Immaginate che risultato diverso (“compromesso”) avremmo avuto se le trattative avessero puntato a far digerire alla Grecia una strategia di investimenti, invece che altri tagli: va bene, noi vi salviamo, ma voi riformate il vostro Paese e mettete in moto investimenti pubblici (del tipo su elencato) per essere pronti per la sfida dell’innovazione del 2020!
Invece, insistere sul proseguimento dello status quo, con abbondanza di altre misure di austerity, ha prodotto una Grecia sempre più debole, più disoccupazione e più perdita di competitività. Alla Grecia bisognava sì somministrare la medicina tedesca, ma quella vera, non quella ideologica. E non dimentichiamo ciò che tanti hanno ripetuto: dopo la seconda guerra mondiale il 60 per cento dei debiti tedeschi fu cancellato. È un altro esempio di come la Germania abbia beneficiato di una medicina, ma ne prescriva una diversa per tutti gli altri.

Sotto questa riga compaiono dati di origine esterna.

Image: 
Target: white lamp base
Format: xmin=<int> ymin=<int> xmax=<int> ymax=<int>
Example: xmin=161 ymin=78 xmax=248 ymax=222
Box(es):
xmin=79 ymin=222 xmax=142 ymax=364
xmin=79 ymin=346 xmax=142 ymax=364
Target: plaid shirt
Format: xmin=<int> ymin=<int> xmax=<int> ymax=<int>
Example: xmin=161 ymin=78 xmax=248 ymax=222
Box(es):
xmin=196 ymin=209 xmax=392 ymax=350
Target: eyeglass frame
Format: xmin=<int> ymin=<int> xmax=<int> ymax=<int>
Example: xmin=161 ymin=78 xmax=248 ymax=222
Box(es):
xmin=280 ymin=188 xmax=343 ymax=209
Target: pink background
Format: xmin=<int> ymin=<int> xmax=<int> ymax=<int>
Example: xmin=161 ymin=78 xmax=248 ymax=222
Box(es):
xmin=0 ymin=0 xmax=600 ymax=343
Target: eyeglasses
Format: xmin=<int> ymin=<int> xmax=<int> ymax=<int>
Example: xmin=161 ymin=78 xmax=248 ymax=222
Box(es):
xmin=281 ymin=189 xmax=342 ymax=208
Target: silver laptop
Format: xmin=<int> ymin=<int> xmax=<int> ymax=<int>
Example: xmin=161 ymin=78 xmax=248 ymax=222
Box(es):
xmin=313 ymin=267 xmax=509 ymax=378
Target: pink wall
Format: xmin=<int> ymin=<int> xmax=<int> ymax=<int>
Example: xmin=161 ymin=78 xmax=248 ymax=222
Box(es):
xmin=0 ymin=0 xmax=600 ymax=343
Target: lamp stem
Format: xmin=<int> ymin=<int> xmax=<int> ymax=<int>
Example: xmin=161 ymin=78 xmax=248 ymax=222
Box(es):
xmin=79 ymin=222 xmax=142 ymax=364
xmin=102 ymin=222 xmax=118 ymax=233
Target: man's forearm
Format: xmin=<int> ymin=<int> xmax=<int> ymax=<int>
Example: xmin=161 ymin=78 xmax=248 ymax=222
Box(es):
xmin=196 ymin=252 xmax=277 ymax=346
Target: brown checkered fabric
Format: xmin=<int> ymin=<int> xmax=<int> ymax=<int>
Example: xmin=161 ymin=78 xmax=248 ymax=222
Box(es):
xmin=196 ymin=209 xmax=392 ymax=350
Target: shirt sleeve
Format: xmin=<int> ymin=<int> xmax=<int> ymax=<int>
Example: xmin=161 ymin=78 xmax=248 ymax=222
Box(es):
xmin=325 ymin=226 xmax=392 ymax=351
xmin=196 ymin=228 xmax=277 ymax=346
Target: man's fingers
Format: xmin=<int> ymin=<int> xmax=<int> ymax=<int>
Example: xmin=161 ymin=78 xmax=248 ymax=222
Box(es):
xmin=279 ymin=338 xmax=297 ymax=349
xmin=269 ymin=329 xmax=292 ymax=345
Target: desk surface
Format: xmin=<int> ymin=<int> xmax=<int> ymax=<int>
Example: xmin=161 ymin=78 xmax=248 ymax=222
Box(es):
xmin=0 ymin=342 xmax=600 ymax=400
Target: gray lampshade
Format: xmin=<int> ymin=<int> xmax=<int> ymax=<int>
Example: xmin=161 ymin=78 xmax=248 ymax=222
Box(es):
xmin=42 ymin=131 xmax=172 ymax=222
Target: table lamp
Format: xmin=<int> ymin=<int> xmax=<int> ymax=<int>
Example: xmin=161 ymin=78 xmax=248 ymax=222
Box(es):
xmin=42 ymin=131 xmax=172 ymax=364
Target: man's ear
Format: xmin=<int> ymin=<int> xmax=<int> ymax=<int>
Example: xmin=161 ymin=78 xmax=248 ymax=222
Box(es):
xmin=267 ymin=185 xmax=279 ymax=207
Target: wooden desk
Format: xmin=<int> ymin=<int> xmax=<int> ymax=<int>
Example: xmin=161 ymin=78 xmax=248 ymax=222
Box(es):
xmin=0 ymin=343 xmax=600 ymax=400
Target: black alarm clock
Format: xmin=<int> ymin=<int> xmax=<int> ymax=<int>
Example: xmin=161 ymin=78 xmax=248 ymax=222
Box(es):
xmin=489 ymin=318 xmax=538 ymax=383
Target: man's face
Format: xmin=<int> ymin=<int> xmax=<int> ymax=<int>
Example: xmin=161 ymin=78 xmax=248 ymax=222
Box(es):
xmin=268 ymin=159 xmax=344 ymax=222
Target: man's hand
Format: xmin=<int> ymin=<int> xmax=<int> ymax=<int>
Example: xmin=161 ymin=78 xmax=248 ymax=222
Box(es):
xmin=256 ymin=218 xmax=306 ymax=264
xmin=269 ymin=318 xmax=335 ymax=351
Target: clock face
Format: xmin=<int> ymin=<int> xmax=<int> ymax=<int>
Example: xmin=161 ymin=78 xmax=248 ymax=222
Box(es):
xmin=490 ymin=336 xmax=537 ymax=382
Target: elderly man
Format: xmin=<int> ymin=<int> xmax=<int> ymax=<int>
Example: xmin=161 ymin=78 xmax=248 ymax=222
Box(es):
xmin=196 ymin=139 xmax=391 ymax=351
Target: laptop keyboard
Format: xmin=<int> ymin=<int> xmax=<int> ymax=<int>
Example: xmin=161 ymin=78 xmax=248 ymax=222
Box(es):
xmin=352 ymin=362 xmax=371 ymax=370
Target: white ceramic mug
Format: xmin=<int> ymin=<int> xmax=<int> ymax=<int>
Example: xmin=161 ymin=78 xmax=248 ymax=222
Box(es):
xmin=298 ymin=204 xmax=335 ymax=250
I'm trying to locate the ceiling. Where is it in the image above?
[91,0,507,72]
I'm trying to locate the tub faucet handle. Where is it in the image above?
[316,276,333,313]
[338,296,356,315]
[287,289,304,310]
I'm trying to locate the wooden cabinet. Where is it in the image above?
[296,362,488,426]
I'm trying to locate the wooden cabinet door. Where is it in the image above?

Tra l’altro è anche vero che questa medicina la Grecia l’ha ingoiata in questi ultimi, dolorosi mesi, ma pochissimi glielo hanno riconosciuto: ha ridotto il disavanzo, tagliato il numero di dipendenti pubblici e alzato l’età pensionabile. Se gli avessero dato maggior respiro, avrebbe potuto fare di più.
Se la Grecia dovesse uscire, l’unica speranza è che l’insistenza di Varoufakis per un programma di investimenti a livello europeo possa almeno trovare una soluzione nazionale. Forse si potrebbe partire dalla creazione di una banca per lo sviluppo come la KfW e usarla per mettere in moto una strategia di investimenti a lungo termine.
L’Italia deve trarre gli insegnamenti giusti da questa tragedia greca. La competitività dell’Italia è scadente quasi quanto quella della Grecia, e fino a questo momento la strategia di investimenti è stata alquanto deficitaria: qualche misura pro forma sull’istruzione, tagli al settore pubblico e tanta attenzione a quello a cui i lavoratori devono rinunciare. Perciò, se ci sarà la Grexit – e l’Europa non si deciderà a portare nella stanza un vero dottore – preparatevi per l’exItalia il prossimo anno.